DEFICIENCIES A deficiency is an instance of noncompliance with licensing requirements, including applicable statutes, regulations, interim licensing standards, operating standards, and written directives. Applicants/ licensees must be notified in writing of all licensing deficiencies. Deficiencies are listed on the left side of this form, and the applicable licensing requirement upon which the deficiency is identified. There are two types of deficiencies:
  • Type A deficiencies are violations of licensing requirements that, if not corrected, have a direct and immediate risk to the health, safety, or personal rights of persons in care.
  • Type B deficiencies are violations of licensing requirements that, without correction, could become a risk to the health, safety, or personal rights of persons in care, a recordkeeping violation that could impact the care of said persons and/or protection of their resources, or a violation that could impact those services required to meet the needs of persons in care.

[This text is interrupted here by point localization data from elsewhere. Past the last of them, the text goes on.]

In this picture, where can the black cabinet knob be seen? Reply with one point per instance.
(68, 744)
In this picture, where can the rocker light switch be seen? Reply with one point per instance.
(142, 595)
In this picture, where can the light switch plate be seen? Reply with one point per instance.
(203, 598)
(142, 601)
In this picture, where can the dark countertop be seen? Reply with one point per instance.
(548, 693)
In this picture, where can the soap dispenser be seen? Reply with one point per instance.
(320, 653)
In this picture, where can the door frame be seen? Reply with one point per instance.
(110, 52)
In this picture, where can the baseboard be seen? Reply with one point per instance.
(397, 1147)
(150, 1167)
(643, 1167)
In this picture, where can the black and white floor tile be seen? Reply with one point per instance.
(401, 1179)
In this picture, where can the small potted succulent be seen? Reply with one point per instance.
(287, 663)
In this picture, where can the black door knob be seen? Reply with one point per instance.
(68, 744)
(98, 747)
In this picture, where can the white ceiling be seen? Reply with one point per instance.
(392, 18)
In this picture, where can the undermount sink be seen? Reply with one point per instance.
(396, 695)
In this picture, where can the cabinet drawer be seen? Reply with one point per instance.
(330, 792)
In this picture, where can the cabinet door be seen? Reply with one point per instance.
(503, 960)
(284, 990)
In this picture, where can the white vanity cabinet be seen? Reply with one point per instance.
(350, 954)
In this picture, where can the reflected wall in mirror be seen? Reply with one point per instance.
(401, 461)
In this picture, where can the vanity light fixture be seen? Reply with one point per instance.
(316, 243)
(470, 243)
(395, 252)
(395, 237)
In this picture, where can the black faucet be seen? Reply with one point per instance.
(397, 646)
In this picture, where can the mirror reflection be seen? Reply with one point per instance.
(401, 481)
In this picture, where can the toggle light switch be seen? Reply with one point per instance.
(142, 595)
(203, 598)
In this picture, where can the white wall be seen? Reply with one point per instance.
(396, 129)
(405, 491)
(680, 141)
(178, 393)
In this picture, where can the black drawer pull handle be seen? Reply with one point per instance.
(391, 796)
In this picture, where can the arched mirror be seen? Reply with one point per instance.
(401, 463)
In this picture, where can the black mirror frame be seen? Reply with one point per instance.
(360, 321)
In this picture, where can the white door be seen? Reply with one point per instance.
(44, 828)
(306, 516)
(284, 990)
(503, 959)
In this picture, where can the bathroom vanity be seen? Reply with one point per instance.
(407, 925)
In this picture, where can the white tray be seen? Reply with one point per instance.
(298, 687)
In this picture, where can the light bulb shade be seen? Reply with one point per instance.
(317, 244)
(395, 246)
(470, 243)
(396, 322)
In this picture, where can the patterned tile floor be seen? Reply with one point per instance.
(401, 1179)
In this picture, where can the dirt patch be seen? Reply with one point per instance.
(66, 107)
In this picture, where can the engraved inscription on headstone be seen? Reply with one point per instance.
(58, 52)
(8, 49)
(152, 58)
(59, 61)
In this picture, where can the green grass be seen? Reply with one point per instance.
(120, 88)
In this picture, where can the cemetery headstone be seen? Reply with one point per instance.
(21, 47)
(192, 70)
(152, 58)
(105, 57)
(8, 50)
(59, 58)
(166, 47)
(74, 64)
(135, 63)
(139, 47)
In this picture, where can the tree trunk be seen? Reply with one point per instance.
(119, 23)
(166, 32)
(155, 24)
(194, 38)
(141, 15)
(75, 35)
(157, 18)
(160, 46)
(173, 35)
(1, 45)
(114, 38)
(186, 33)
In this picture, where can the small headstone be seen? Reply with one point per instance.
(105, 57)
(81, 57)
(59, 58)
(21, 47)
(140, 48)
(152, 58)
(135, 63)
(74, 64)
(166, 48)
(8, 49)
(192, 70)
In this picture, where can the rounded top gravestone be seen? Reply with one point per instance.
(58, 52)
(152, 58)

PLANS OF CORRECTION (POCs) The licensing agency is required to establish a reasonable length of time to correct a deficiency. In order to set the time, the licensing agency must take into consideration the seriousness of the violation, the number of persons in care involved, and the availability of equipment and personnel necessary to correct the violation. Applicants/licensees are requested to provide a specific plan for each violation on the right side of the form across from each deficiency. The more specific the plan, the less chance exists for any misunderstanding in setting time limits and reviewing corrections. The applicant/licensee who encounters problems beyond their control in completing the corrections within the specified time frame may request and may be granted an extension of the correction due date by the licensing agency.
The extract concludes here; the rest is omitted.